The building migrant crisis in Ireland is becoming a key election issue within the country’s politics, research from a major polling company has claimed.
Data gathered by Ireland’s Red C Research polling group appears to indicate that public disquiet over the country’s ongoing migrant crisis is becoming a key election issue, with just under half of those surveyed saying that the Irish government is doing a poor job at handling the crisis.
While the issue barely registered within the country’s politics 12 months ago, the arrival of tens of thousands of refugees and asylum seekers last year has caused significant problems within the country of only 5 million people.
Despite the overwhelmingly left-wing media in the country running numerous articles trying to control the narrative on the issue, it appears that the general public is losing their patience, with 49 per cent of those polled saying that the government is doing a bad job of handling the crisis.
“[T]he idea that another 80,000 refugees may come to Ireland in 2023 is surely only going to increase pressure on government, with the immigration issue perhaps now much more important than it had been in past elections,” Richard Colwell, the chief executive of Red C Research, wrote in the Business Post on Sunday.
The company also showed that there was rapidly diminishing tolerance for the government bypassing planning permission to house migrants, with 45 per cent saying that they would not support the state using emergency powers in order to build modular housing for Ukrainians.
By contrast, 67 per cent of respondents backed such housing being built via emergency powers for the purpose of housing the Irish homeless population, which has ballooned in recent years.
Overall, while the dissatisfaction over immigration is likely to cause trouble for the current government, the pollsters predict that the crisis poses the greatest danger for the opposition Sinn Féin party, which has been relatively supportive of Ireland’s open borders policies despite their own supporters suffering as a result of it.
“Levels of disagreement are highest among those in society who are more under pressure, those with less income or in more deprived areas, the less well educated, and crucially those who plan to vote for Sinn Féin,” Colwell wrote.
This appears to be bourne out by recent protests against the housing of migrants in various working-class areas, with signs labelling party leader Mary Lou McDonald a “traitor” becoming a common sight within these demonstrations.
Backlash in certain areas of the country has also allegedly gone beyond the political realm, with the Irish Times reporting one migrant camp in Dublin as being attacked by masked men with dogs, sticks, and baseball bats.
Others have challenged the facts in relation to the publication’s reporting of the attack however, with the editor of another news outlet, Gript Media, claiming that there are “remarkable holes” in the migrant attack story.

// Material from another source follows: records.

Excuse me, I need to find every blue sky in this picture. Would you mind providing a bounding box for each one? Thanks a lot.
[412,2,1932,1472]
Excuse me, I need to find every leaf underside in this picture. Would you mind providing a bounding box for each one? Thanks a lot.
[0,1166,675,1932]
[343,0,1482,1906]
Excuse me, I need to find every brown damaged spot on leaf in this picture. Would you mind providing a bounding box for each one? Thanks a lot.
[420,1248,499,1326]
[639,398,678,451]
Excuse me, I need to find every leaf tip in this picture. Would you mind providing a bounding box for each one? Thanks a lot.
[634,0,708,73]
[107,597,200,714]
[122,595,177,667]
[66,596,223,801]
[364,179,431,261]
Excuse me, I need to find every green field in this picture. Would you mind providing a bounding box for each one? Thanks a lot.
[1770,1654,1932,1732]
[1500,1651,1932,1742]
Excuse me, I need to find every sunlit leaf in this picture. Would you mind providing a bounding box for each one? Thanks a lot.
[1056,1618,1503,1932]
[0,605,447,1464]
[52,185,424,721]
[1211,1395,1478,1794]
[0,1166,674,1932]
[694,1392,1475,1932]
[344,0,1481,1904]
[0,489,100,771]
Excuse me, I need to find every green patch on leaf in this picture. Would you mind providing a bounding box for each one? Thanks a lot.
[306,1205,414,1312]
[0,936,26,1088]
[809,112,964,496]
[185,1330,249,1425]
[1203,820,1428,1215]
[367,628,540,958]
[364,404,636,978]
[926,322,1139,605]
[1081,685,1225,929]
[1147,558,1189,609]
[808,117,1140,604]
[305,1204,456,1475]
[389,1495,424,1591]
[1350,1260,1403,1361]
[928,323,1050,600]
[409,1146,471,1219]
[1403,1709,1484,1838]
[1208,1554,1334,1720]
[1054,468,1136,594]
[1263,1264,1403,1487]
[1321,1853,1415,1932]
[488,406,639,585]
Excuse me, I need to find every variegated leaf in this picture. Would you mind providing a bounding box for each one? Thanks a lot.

“There is no footage of the attack. There is no footage of the attackers. There is no footage of the aftermath of any attack,” publication editor John McGuirk wrote in an opinion piece published on Monday. “The Irish Times, we are told, actually interviewed several of the attackers, but did not record them, or get them on camera. There is no evidence of anything other than the existence of the migrant camp itself.”
“I do not know the reasons for this, but as an editor myself, let me tell you: If [Gript journalists were] on the scene of an incident like this and failed to get any publishable footage at all, they would be in the doghouse, to put it very mildly,” he went on to write.